When Chris Lehman set out to write the story of Soul Train, he didn’t know he’d be writing an obituary. But in April, just as McFarland published his A Critical History of Soul Train on Television, Reuters carried Don Cornelius’s first public acknowledgment that the show he’d created 38 years before had ceased production. Anyone actually watching Soul Train knew Cornelius hadn’t presented a new episode in two years, instead airing popular reruns, and many fans already assumed the curtain had descended. But the fiercely independent mogul, notoriously stingy with interviews, had until that point been mum on the subject.
Soul Train wasn’t the first black dance show, or even the first one on Chicago television. In the 1950s deejay Jim Lounsbury hosted Bandstand Matinee, inspired by the success of Philadelphia’s Bandstand, which became American Bandstand. Lounsbury, who was white, also hosted Record Hop in the 1960s, giving airtime to Chicago’s great black musicians. Other local dance shows included Time for Teens, Spin Time, and The Swingin’ Majority.
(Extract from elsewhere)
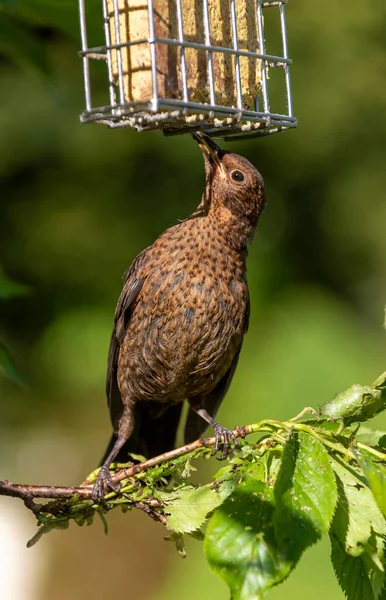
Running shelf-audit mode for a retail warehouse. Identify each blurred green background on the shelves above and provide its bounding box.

But the two most idiosyncratic programs, the ones that really paved the way for Soul Train, were WCIU’s Kiddie-a-Go-Go and Red Hot and Blues. Kiddie-a-Go-Go, which unlike its teen-oriented counterparts featured preteen dancers, started in 1965 and ended only months before Soul Train debuted. The show welcomed black dancers, though they rarely came.
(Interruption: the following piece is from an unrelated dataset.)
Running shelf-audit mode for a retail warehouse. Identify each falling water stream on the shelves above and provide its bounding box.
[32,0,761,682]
In 1987 he launched the annual Soul Train Awards, which gave high-profile exposure to African-American artists that they couldn’t otherwise get on mainstream television. But after MTV surprised itself with the success of Yo! MTV Raps in 1988, black artists found themselves more welcome on cable and network TV. And when Robert Johnson sold his Black Entertainment Television cable network to Viacom in 2000, Soul Train was suddenly up against a behemoth that included, starting in 2001, the spectacular, big-budget BET Awards. The weekly program too was struggling to book big names, and fans seemed more excited than upset in 2006 when new episodes were supplanted by reruns from the show’s golden era.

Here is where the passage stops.